3 FEBRUARY 1950, Page 18

The Refining of Sugar

SIR—May I use your columns to answer Mr. Cole's letter on a subject of which I fear your readers may be tiring ? When discussing the extent to which one firm is a monopoly, surely it is necessary to take into account all the consumption of the country to determine the extent to which there is competition? Tate & Lyles share of 52.8 per cent. therefore stands.

In trying to prove the completely false assertion that Tate & Lyle dominates the sugar industry of this country, Mr. Cole keeps on lopping off little bits of the trade and demonstrates that Tate & Lyle do a higher and higher proportion of the remainder. Why not go the whole hog and deduct everybody else's share and show that Tate & Lyle does 100 per cent. of the remainder? Mr. Cole asks for figures relating to Caroni and the West Indies Sugar Company. In 1949 these companies supplied 6,780 tons out of a total of some 180,000 tons of sugar imported but not refined-in the United Kingdom. I wonder where Mr. Cole has got his information that it was through pressure from Tate & Lyle that sugar is refined only at twelve of the Corporation's eighteen factories. Dr. Edith Summerskill said in the House of Commons on April 26th, 1949, that it was not a practical proposition to increase the refining capacity of the British Sugar Corporation.
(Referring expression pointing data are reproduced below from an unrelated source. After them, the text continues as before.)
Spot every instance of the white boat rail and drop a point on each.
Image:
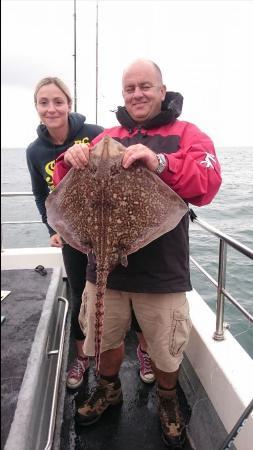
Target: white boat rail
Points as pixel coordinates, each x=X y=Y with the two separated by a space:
x=225 y=241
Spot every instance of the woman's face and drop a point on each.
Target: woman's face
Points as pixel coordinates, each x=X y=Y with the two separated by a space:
x=53 y=107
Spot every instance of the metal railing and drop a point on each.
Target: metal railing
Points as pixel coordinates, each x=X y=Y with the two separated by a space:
x=225 y=241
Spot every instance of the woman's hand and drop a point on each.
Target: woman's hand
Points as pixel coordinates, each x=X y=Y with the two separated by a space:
x=56 y=241
x=77 y=156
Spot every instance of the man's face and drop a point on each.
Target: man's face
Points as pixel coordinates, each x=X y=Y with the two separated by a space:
x=143 y=91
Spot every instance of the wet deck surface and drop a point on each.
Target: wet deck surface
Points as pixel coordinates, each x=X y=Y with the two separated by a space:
x=22 y=309
x=132 y=425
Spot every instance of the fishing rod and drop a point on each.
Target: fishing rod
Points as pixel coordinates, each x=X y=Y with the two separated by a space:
x=75 y=58
x=96 y=63
x=238 y=426
x=75 y=93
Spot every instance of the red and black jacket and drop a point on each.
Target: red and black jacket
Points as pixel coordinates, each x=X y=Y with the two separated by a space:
x=193 y=172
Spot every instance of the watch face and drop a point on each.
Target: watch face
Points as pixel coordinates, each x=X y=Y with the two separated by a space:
x=162 y=163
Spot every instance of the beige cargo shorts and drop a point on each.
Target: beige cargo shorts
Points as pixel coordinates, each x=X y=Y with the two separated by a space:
x=164 y=320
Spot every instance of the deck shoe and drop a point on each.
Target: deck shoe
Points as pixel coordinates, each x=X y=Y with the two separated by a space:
x=76 y=372
x=146 y=373
x=105 y=394
x=171 y=417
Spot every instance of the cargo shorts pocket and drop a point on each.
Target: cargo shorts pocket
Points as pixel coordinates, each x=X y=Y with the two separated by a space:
x=180 y=332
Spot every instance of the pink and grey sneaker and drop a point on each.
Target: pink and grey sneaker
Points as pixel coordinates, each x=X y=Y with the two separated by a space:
x=76 y=372
x=146 y=373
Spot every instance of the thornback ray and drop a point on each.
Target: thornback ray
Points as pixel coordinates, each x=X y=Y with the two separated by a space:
x=111 y=212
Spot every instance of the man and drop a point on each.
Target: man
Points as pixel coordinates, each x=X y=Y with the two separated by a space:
x=157 y=276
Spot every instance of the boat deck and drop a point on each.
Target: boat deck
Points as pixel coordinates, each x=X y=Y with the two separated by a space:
x=134 y=424
x=21 y=310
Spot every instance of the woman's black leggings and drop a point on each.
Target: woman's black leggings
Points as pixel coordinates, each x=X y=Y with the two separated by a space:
x=75 y=263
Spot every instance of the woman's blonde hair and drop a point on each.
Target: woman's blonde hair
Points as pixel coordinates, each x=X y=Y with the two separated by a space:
x=58 y=82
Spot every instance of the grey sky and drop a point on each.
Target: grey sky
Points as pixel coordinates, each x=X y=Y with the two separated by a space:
x=203 y=48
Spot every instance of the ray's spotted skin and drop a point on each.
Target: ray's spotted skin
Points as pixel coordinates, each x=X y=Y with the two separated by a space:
x=111 y=212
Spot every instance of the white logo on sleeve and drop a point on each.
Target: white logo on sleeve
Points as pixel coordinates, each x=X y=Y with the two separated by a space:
x=209 y=160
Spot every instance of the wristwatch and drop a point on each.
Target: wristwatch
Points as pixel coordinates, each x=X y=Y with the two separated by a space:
x=162 y=163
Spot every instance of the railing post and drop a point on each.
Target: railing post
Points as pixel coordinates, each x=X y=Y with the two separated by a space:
x=219 y=332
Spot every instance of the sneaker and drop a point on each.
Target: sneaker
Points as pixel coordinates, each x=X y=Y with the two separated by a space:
x=171 y=417
x=76 y=372
x=105 y=394
x=146 y=373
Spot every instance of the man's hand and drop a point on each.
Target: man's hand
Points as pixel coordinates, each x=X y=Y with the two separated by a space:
x=139 y=151
x=77 y=156
x=56 y=241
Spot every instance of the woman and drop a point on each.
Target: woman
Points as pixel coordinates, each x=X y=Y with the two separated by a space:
x=59 y=130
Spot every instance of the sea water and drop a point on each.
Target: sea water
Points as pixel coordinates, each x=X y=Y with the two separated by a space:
x=231 y=212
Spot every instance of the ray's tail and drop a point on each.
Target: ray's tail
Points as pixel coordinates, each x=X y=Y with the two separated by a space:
x=99 y=314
As to the director on the British Sugar Corporation Board who is also on the Board of Tate & Lyle, he is a much respected technical director who, the British Sugar Corporation will be the first to agree, has rendered great service to the beet industry without ever influencing its policy to the advantage of the refining industry. Incidentally, Tate & Lyle's shareholding in the British Sugar Corporation yields less by way of dividends than is paid by Tate & Lyle to the Corporation by way of the levy imposed by the 1936 Act. Finally, one cannot help remarking on the absence of any claim by Mr. Cole that nationalisation will result in cheaper or better sugar or better conditions for the men and women

in the industry.—Yours faithfully, PETER RUNGE.,

Director, Tate & Lyle, Limited.

Plantation House, Mincing Lane, E.C.3.